В тюрьме бегство Димки вызвало всеобщий восторг. Не меньше заключенных торжествовало и тюремное начальство: ему сильно нагорело за недавний побег политических из тюрьмы. А теперь сами там упустили политическую, да еще как позорно!
Димку недели через две-три переправили за границу. Упустивший ее жандарм был отдан под суд и присужден к нескольким годам дисциплинарного батальона. Там его распропагандировали, и он сделался революционером. Через выпущенного товарища он переслал Димке письмо и благодарил, что через нее стал человеком. Для Димки это была большая радость: ее очень мучило, что солдат пострадал из-за нее.
И еще был у нее один побег, тоже в Киеве. Это случилось уже в 1904 или 1905 году.
Шла конференция районных организаций – конечно, подпольная. Собирались у одного сочувствующего. Он имел отдельную квартиру. Большая комната в нижнем этаже, натискалось человек пятьдесят. Доклады, споры, табачный дым. Интеллигенты, рабочие.
Вдруг двери настежь, жандармский офицер, за ним городовые; под окнами тоже полиция. Потребовали паспорта, стали всех переписывать. Записанные должны были переходить в соседнюю комнату той же квартиры. Народу было много, запись тянулась медленно.
Записали Димку (паспорт ее опять был подложный. Вошла она в соседнюю комнату. Была поздняя ночь. На середину комнаты вышел один из товарищей, потягивается:
– А-а-ах-ха! Пока что, – великолепно выспался!
Димка изумилась:
– Зачем же вы встали?
В темном углу комнаты стояли рядом две кровати. На одной спал закутанный в одеяло мальчик лет семи, на другой дремала одна из арестованных. Полежала, встала, отошла. Димка поспешно легла на постель, укрылась одеялом, лицом кверху. Решила не двигаться и не отзываться на зов жандарма. Даже и риска-то не было никакого: «Заснула, не слыхала».

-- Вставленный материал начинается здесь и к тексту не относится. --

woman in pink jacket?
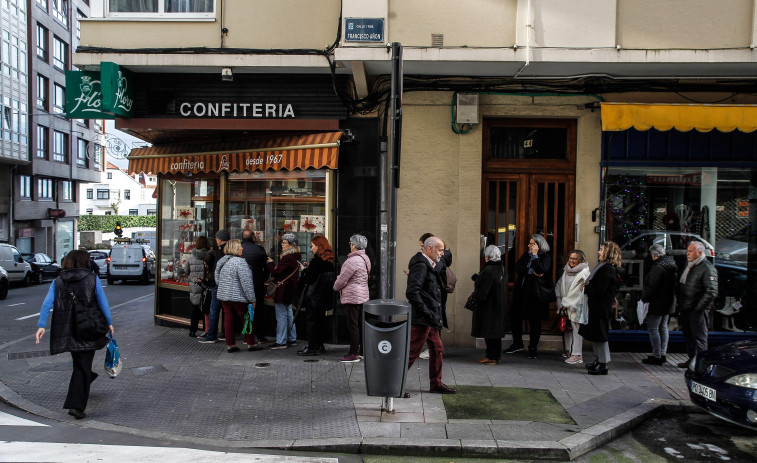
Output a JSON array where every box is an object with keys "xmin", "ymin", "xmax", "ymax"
[{"xmin": 333, "ymin": 234, "xmax": 371, "ymax": 363}]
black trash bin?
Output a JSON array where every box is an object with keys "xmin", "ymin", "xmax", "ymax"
[{"xmin": 362, "ymin": 299, "xmax": 411, "ymax": 398}]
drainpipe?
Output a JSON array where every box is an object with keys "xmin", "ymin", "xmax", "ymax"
[{"xmin": 514, "ymin": 0, "xmax": 532, "ymax": 78}]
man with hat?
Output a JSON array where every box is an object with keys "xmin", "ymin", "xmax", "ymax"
[{"xmin": 198, "ymin": 229, "xmax": 230, "ymax": 343}]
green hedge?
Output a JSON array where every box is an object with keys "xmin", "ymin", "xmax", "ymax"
[{"xmin": 78, "ymin": 215, "xmax": 157, "ymax": 232}]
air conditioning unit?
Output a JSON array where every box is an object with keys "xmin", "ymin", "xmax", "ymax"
[{"xmin": 456, "ymin": 93, "xmax": 479, "ymax": 124}]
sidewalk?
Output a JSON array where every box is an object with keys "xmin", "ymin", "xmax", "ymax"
[{"xmin": 0, "ymin": 296, "xmax": 694, "ymax": 460}]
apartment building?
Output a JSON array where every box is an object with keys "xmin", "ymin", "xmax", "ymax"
[
  {"xmin": 72, "ymin": 0, "xmax": 757, "ymax": 345},
  {"xmin": 79, "ymin": 161, "xmax": 156, "ymax": 216}
]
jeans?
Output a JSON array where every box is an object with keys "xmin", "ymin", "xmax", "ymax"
[
  {"xmin": 205, "ymin": 287, "xmax": 222, "ymax": 340},
  {"xmin": 646, "ymin": 314, "xmax": 669, "ymax": 358},
  {"xmin": 275, "ymin": 303, "xmax": 297, "ymax": 344}
]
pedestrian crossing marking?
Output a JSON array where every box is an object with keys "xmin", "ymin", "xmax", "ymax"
[{"xmin": 0, "ymin": 411, "xmax": 48, "ymax": 427}]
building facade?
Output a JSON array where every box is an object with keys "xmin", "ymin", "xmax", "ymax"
[
  {"xmin": 78, "ymin": 162, "xmax": 156, "ymax": 216},
  {"xmin": 73, "ymin": 0, "xmax": 757, "ymax": 345}
]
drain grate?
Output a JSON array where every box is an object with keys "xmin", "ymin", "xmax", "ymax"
[
  {"xmin": 7, "ymin": 351, "xmax": 50, "ymax": 361},
  {"xmin": 254, "ymin": 363, "xmax": 271, "ymax": 368}
]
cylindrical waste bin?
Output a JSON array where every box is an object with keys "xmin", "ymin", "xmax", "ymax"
[{"xmin": 362, "ymin": 299, "xmax": 411, "ymax": 398}]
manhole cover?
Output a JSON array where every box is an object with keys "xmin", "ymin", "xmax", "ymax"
[
  {"xmin": 303, "ymin": 359, "xmax": 320, "ymax": 363},
  {"xmin": 254, "ymin": 363, "xmax": 271, "ymax": 368}
]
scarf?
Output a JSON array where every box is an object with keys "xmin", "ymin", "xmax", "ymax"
[
  {"xmin": 280, "ymin": 246, "xmax": 300, "ymax": 259},
  {"xmin": 560, "ymin": 262, "xmax": 589, "ymax": 309},
  {"xmin": 680, "ymin": 254, "xmax": 705, "ymax": 284},
  {"xmin": 563, "ymin": 261, "xmax": 589, "ymax": 277}
]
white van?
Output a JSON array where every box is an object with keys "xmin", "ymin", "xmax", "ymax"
[
  {"xmin": 0, "ymin": 243, "xmax": 33, "ymax": 286},
  {"xmin": 107, "ymin": 243, "xmax": 156, "ymax": 285}
]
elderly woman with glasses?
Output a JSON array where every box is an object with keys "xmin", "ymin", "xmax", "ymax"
[
  {"xmin": 555, "ymin": 250, "xmax": 591, "ymax": 364},
  {"xmin": 333, "ymin": 234, "xmax": 371, "ymax": 363},
  {"xmin": 471, "ymin": 245, "xmax": 508, "ymax": 365}
]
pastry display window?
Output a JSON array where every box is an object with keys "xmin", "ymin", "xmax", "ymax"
[
  {"xmin": 159, "ymin": 178, "xmax": 219, "ymax": 287},
  {"xmin": 226, "ymin": 170, "xmax": 330, "ymax": 264}
]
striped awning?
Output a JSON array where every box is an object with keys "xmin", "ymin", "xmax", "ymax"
[
  {"xmin": 127, "ymin": 131, "xmax": 342, "ymax": 175},
  {"xmin": 601, "ymin": 103, "xmax": 757, "ymax": 133}
]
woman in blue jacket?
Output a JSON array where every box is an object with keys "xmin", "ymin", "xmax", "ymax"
[{"xmin": 35, "ymin": 250, "xmax": 114, "ymax": 420}]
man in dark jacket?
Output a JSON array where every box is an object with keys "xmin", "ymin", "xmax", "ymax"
[
  {"xmin": 405, "ymin": 236, "xmax": 456, "ymax": 395},
  {"xmin": 198, "ymin": 229, "xmax": 229, "ymax": 343},
  {"xmin": 676, "ymin": 241, "xmax": 718, "ymax": 367},
  {"xmin": 640, "ymin": 244, "xmax": 677, "ymax": 365},
  {"xmin": 242, "ymin": 229, "xmax": 270, "ymax": 342}
]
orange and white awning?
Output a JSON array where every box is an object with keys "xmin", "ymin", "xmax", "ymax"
[{"xmin": 127, "ymin": 131, "xmax": 342, "ymax": 175}]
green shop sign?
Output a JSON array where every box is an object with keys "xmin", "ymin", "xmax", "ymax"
[{"xmin": 65, "ymin": 62, "xmax": 134, "ymax": 119}]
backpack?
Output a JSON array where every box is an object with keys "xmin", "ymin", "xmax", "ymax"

Вошел в комнату полицейский пристав, громко скомандовал:
– Собирайся!
Одна из арестованных увидела Димку на кровати, подошла, стала будить:
– Вставайте, нужно идти!
Димка свирепо заморгала ей глазами. Отошла. Но подошла другая, – ведь вот дуры! Опять:
– Вставайте, все уж в сборе!
Димка прошипела:
– Ступайте к черту!
Комната опустела. Вошел жандарм, осмотрел все углы. Димка лежала, закутавшись в одеяло, лицом кверху, с закрытыми глазами, и тихонько похрапывала. Жандарм заглянул под ее кровать, для верности пошарил даже шашкой и ушел. Арестованных увели. Утихло. Но все ли ушли жандармы и полицейские? Вошел в комнату хозяин. Его почему-то арестовали только на следующий день. Увидел Димку, удивился. Она вопросительно указала на дверь. Он подошел, шепнул:
– Остался один. Сидит, приводит в порядок бумаги.
Очень долго сидел. Димка начинала волноваться: в тюрьме должно выясниться ее отсутствие, хватятся, станут искать, воротятся. Уже хотела лезть в окно. Но вошел хозяин, объявил:
– Убрался!
И черным ходом вывел ее через задний двор на волю.
Потом Димка узнала: когда все вышли из квартиры, им сделали на дворе перекличку. За Димку откликнулась другая. За воротами тюрьмы вторую сделали перекличку. За Димку опять откликнулась товарищ. Выяснилось ее отсутствие только тогда, когда арестованных стали разводить по камерам. Их всех освободила только революция осенью 1905 года. А Димка в это время сама делала революцию в Севастополе.